Первые споры о допустимости изображений

Образ кесаря и образ Христа

Христианское искусство – плод того семени, которое было брошено в почву античной культурой. Это семя – евангельское Благовестие, а шире – библейская культура, библейская традиция, которая, перейдя мир эллинистической культуры, античной культуры, греко-римской, дала вот такой интересный плод. И как дерево тоже сразу не похоже на себя, оно сначала росточек, потом очень тоненькие веточки, потом только листья, цветы и плоды, так примерно происходило и с христианским искусством. Оно начиналось в катакомбах. При Константине оно выходит из подполья на поверхность, начинается строительство храмов, появляются первые изображения, но они совершенно не похожи на то, к чему мы сегодня привыкли. То, что называется каноном, родилось не сразу и родилось, можно сказать, в такой битве всяких идей, тенденций, направлений и т.д.

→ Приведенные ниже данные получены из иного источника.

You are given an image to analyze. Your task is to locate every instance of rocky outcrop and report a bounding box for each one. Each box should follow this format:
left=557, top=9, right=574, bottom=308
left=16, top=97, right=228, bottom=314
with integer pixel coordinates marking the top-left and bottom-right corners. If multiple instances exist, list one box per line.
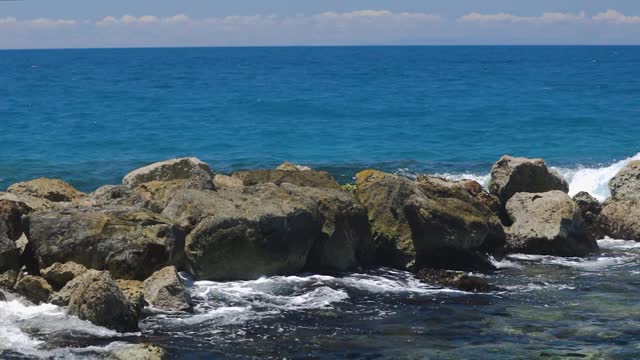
left=143, top=266, right=193, bottom=311
left=52, top=270, right=138, bottom=332
left=25, top=208, right=185, bottom=280
left=609, top=160, right=640, bottom=200
left=506, top=190, right=598, bottom=256
left=232, top=170, right=340, bottom=189
left=40, top=261, right=87, bottom=291
left=122, top=157, right=213, bottom=189
left=356, top=170, right=504, bottom=269
left=489, top=155, right=569, bottom=204
left=176, top=184, right=322, bottom=280
left=13, top=275, right=53, bottom=304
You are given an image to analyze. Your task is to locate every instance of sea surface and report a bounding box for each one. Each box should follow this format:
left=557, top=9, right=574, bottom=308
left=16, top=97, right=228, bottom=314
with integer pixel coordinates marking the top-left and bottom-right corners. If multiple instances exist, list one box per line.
left=0, top=46, right=640, bottom=359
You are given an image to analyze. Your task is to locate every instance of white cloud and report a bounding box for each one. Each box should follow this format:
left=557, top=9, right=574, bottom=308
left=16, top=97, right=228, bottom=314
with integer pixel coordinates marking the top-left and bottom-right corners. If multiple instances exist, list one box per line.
left=593, top=9, right=640, bottom=24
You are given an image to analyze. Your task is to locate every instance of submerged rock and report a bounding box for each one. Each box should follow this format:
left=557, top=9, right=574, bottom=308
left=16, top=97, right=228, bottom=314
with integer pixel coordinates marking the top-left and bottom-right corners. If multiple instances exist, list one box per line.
left=506, top=190, right=598, bottom=256
left=13, top=275, right=53, bottom=304
left=52, top=270, right=138, bottom=332
left=143, top=266, right=193, bottom=311
left=25, top=208, right=185, bottom=280
left=40, top=261, right=87, bottom=291
left=609, top=160, right=640, bottom=200
left=489, top=155, right=569, bottom=204
left=356, top=170, right=504, bottom=269
left=122, top=157, right=213, bottom=189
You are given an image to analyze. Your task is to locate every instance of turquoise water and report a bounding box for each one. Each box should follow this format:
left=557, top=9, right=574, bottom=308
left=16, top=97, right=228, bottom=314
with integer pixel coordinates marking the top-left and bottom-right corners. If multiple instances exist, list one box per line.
left=0, top=46, right=640, bottom=191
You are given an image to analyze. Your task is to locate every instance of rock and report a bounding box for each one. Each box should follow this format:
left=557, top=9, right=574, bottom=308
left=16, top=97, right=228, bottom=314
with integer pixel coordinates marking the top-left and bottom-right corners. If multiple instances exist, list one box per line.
left=231, top=170, right=340, bottom=189
left=52, top=270, right=138, bottom=332
left=7, top=178, right=86, bottom=203
left=13, top=275, right=53, bottom=304
left=356, top=170, right=504, bottom=269
left=596, top=200, right=640, bottom=241
left=0, top=200, right=31, bottom=240
left=0, top=270, right=18, bottom=290
left=163, top=184, right=321, bottom=280
left=122, top=157, right=213, bottom=189
left=415, top=269, right=497, bottom=292
left=506, top=190, right=598, bottom=256
left=276, top=161, right=311, bottom=171
left=143, top=266, right=193, bottom=311
left=281, top=183, right=375, bottom=271
left=572, top=191, right=602, bottom=226
left=40, top=261, right=87, bottom=291
left=116, top=279, right=147, bottom=318
left=609, top=160, right=640, bottom=200
left=106, top=344, right=167, bottom=360
left=213, top=174, right=244, bottom=188
left=25, top=208, right=185, bottom=280
left=489, top=155, right=569, bottom=204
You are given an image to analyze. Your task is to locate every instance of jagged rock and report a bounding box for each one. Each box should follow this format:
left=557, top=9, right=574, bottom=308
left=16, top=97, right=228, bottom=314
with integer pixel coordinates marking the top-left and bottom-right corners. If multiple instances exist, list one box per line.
left=25, top=208, right=185, bottom=280
left=356, top=170, right=504, bottom=269
left=213, top=174, right=244, bottom=188
left=7, top=178, right=87, bottom=203
left=489, top=155, right=569, bottom=204
left=609, top=160, right=640, bottom=200
left=122, top=157, right=213, bottom=189
left=163, top=184, right=321, bottom=280
left=281, top=183, right=375, bottom=271
left=0, top=270, right=18, bottom=290
left=572, top=191, right=602, bottom=226
left=415, top=269, right=497, bottom=292
left=13, top=275, right=53, bottom=304
left=40, top=261, right=87, bottom=291
left=116, top=279, right=147, bottom=318
left=276, top=161, right=312, bottom=171
left=506, top=190, right=598, bottom=256
left=143, top=266, right=193, bottom=311
left=105, top=344, right=167, bottom=360
left=596, top=200, right=640, bottom=241
left=52, top=270, right=138, bottom=332
left=231, top=170, right=340, bottom=189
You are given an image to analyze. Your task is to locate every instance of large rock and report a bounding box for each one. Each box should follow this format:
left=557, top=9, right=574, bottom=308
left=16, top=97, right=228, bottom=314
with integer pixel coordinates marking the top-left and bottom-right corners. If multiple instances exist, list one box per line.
left=281, top=184, right=375, bottom=271
left=596, top=200, right=640, bottom=241
left=7, top=178, right=86, bottom=203
left=40, top=261, right=87, bottom=291
left=231, top=170, right=340, bottom=189
left=609, top=160, right=640, bottom=200
left=25, top=208, right=185, bottom=280
left=489, top=155, right=569, bottom=204
left=356, top=170, right=504, bottom=269
left=143, top=266, right=193, bottom=311
left=506, top=190, right=598, bottom=256
left=13, top=275, right=53, bottom=304
left=53, top=270, right=138, bottom=332
left=122, top=157, right=213, bottom=189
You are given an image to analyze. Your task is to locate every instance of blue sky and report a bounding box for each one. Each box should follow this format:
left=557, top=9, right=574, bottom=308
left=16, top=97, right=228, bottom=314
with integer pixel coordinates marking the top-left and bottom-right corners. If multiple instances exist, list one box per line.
left=0, top=0, right=640, bottom=48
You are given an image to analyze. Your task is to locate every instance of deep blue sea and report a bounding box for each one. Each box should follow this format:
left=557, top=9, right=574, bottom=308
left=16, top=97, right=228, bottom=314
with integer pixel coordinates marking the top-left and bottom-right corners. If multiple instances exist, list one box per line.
left=0, top=46, right=640, bottom=360
left=0, top=46, right=640, bottom=191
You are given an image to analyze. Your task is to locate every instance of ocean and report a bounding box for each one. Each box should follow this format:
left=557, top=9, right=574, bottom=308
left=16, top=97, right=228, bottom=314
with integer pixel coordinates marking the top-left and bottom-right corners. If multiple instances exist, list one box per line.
left=0, top=46, right=640, bottom=359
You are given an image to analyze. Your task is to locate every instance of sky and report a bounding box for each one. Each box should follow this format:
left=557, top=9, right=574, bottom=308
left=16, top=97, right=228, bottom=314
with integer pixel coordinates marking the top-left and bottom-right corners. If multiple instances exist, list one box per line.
left=0, top=0, right=640, bottom=49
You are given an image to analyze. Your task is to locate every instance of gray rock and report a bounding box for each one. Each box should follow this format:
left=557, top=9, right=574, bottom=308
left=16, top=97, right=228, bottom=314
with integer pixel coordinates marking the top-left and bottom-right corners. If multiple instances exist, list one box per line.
left=40, top=261, right=87, bottom=291
left=489, top=155, right=569, bottom=204
left=52, top=270, right=138, bottom=332
left=609, top=160, right=640, bottom=200
left=356, top=170, right=504, bottom=269
left=122, top=157, right=213, bottom=189
left=506, top=190, right=598, bottom=256
left=13, top=275, right=53, bottom=304
left=25, top=208, right=185, bottom=280
left=143, top=266, right=193, bottom=311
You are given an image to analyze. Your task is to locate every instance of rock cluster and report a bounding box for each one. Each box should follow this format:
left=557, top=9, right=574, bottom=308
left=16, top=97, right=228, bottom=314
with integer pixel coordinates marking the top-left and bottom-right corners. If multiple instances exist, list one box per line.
left=0, top=156, right=640, bottom=332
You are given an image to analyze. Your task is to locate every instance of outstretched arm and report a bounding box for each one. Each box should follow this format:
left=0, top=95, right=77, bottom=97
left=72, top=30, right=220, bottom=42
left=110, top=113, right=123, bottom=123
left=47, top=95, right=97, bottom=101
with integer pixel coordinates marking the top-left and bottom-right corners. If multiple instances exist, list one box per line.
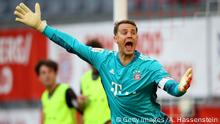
left=14, top=3, right=105, bottom=69
left=150, top=60, right=192, bottom=97
left=158, top=68, right=192, bottom=97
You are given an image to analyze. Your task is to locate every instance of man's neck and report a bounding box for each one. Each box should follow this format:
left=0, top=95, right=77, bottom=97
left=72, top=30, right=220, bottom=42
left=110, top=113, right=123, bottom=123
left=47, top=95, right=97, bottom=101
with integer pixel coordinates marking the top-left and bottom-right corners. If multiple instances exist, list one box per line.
left=120, top=53, right=134, bottom=66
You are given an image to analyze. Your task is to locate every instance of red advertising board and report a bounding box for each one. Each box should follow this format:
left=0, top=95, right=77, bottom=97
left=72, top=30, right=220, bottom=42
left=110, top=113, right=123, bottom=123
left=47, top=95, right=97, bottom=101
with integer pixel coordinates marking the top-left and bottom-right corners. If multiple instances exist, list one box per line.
left=0, top=29, right=47, bottom=102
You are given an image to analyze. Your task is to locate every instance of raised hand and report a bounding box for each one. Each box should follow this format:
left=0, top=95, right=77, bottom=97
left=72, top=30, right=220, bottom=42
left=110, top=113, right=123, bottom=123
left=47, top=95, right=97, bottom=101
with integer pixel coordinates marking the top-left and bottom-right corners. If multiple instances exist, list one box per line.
left=14, top=3, right=46, bottom=32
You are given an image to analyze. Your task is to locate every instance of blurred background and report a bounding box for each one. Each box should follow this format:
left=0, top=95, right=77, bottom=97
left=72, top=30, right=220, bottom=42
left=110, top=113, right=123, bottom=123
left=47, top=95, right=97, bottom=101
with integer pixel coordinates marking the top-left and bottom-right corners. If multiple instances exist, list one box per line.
left=0, top=0, right=220, bottom=124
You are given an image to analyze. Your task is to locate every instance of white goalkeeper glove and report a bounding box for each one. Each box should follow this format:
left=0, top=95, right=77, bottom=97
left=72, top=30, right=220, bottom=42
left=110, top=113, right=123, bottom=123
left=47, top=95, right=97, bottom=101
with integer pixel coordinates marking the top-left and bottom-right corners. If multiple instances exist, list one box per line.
left=178, top=68, right=192, bottom=92
left=14, top=3, right=47, bottom=32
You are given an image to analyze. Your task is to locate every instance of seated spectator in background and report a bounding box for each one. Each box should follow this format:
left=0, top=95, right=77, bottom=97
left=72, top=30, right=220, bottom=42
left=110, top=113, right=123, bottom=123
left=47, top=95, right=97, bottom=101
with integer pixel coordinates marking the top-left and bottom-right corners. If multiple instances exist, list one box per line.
left=35, top=60, right=77, bottom=124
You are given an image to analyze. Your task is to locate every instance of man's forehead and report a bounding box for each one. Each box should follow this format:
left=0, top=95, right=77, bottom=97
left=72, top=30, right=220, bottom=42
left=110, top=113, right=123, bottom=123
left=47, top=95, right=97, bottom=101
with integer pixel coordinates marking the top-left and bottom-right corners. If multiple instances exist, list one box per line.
left=118, top=23, right=136, bottom=30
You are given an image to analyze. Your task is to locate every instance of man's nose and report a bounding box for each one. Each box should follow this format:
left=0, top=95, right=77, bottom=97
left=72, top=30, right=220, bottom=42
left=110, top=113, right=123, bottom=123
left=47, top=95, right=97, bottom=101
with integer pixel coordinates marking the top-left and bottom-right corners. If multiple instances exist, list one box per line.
left=127, top=32, right=132, bottom=37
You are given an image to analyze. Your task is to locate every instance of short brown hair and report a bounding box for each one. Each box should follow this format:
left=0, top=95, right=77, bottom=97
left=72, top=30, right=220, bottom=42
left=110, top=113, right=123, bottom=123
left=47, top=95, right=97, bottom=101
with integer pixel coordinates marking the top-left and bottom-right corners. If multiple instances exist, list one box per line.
left=114, top=20, right=138, bottom=35
left=35, top=60, right=58, bottom=75
left=86, top=39, right=103, bottom=48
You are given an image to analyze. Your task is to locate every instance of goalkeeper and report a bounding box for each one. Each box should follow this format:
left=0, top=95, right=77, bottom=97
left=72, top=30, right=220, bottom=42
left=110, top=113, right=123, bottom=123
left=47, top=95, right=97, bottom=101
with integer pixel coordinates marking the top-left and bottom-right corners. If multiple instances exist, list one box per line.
left=14, top=3, right=192, bottom=124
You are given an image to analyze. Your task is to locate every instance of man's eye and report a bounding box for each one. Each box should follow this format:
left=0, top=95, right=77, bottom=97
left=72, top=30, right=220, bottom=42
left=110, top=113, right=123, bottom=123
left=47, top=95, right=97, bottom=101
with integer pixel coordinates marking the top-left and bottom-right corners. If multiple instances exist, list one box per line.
left=121, top=31, right=127, bottom=34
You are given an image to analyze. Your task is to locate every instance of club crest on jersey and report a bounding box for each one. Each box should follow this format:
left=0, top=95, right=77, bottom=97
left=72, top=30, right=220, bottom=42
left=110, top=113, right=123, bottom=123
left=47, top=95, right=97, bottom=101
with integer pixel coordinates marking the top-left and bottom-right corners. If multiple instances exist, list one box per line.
left=92, top=48, right=104, bottom=52
left=134, top=70, right=141, bottom=80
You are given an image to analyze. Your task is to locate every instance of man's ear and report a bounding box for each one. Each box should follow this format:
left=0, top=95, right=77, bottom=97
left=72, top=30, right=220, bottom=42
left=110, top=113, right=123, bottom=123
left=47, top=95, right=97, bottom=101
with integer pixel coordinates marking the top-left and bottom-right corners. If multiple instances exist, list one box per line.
left=114, top=35, right=118, bottom=44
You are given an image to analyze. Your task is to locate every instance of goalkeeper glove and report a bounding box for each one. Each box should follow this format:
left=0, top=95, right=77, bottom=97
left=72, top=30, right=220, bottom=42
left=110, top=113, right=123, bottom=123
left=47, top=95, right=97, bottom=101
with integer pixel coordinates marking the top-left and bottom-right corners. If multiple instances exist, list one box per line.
left=14, top=3, right=47, bottom=32
left=178, top=68, right=192, bottom=92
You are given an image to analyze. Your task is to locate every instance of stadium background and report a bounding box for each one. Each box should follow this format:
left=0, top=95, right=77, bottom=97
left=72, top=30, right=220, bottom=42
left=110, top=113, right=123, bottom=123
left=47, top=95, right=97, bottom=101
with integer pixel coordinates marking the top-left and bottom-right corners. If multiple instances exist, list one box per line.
left=0, top=0, right=220, bottom=124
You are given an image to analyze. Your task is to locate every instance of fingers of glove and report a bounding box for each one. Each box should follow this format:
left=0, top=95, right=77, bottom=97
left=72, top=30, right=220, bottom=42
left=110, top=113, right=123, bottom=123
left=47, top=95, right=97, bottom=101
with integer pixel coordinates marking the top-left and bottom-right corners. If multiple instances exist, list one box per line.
left=14, top=11, right=24, bottom=19
left=19, top=3, right=31, bottom=12
left=15, top=18, right=24, bottom=23
left=15, top=6, right=26, bottom=15
left=186, top=68, right=192, bottom=77
left=35, top=3, right=41, bottom=15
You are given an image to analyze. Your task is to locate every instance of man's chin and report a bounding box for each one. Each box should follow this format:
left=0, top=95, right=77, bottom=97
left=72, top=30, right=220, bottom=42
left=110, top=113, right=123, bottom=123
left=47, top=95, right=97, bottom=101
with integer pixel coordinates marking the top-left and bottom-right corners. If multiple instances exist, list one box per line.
left=124, top=50, right=134, bottom=56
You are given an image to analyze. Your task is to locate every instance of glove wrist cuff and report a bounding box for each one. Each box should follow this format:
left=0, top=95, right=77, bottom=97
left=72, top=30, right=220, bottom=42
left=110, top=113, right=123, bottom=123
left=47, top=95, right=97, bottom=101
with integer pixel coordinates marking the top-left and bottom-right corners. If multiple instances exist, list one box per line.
left=37, top=20, right=47, bottom=32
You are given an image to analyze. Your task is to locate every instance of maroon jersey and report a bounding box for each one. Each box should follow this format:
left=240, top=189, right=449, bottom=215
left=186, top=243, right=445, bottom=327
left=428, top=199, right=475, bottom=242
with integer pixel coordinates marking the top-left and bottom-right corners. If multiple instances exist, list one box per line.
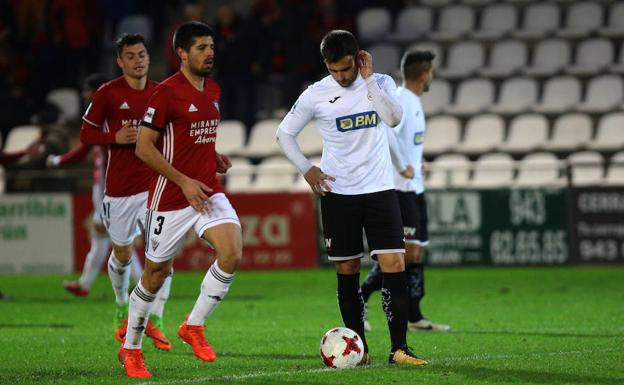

Раннехристианское искусство было символичным, и этот символизм, собственно, тоже давал формирование языка, который потом стал основой канона. На раннехристианских саркофагах мы видим такое изображение, которое называется хризмой, где в венок или просто в круг вписаны две буквы: Х и Р. Это две первые буквы имени Христос, или иногда расшифровывают «Христос Рекс», т.е. «Христос царь». Считаются, что такие изображения были на штандартах императора Константина.

Если мы будем рассматривать христианскую эпоху, мы встретим немало христианских символов. Даже на арке Константина, которую он воздвигает после победы над Максенцием, тоже есть такие символические изображения. По замыслу или по иронии судьбы эта арка воздвигнута рядом с Колизеем, где в доконстантиновскую эпоху христиан подвергали пыткам, или они участвовали в гладиаторских боях, или их кидали на съедение зверям, так что два памятника раннего христианства в Риме сегодня находятся рядом; памятник уходящей античной эпохе и тот и другой, но оба они возвещают о новой эпохе. Кстати, на арке Константина выбиты те слова его знаменитого эдикта, которые позволяют христианам выйти из подполья и создавать свою культуру.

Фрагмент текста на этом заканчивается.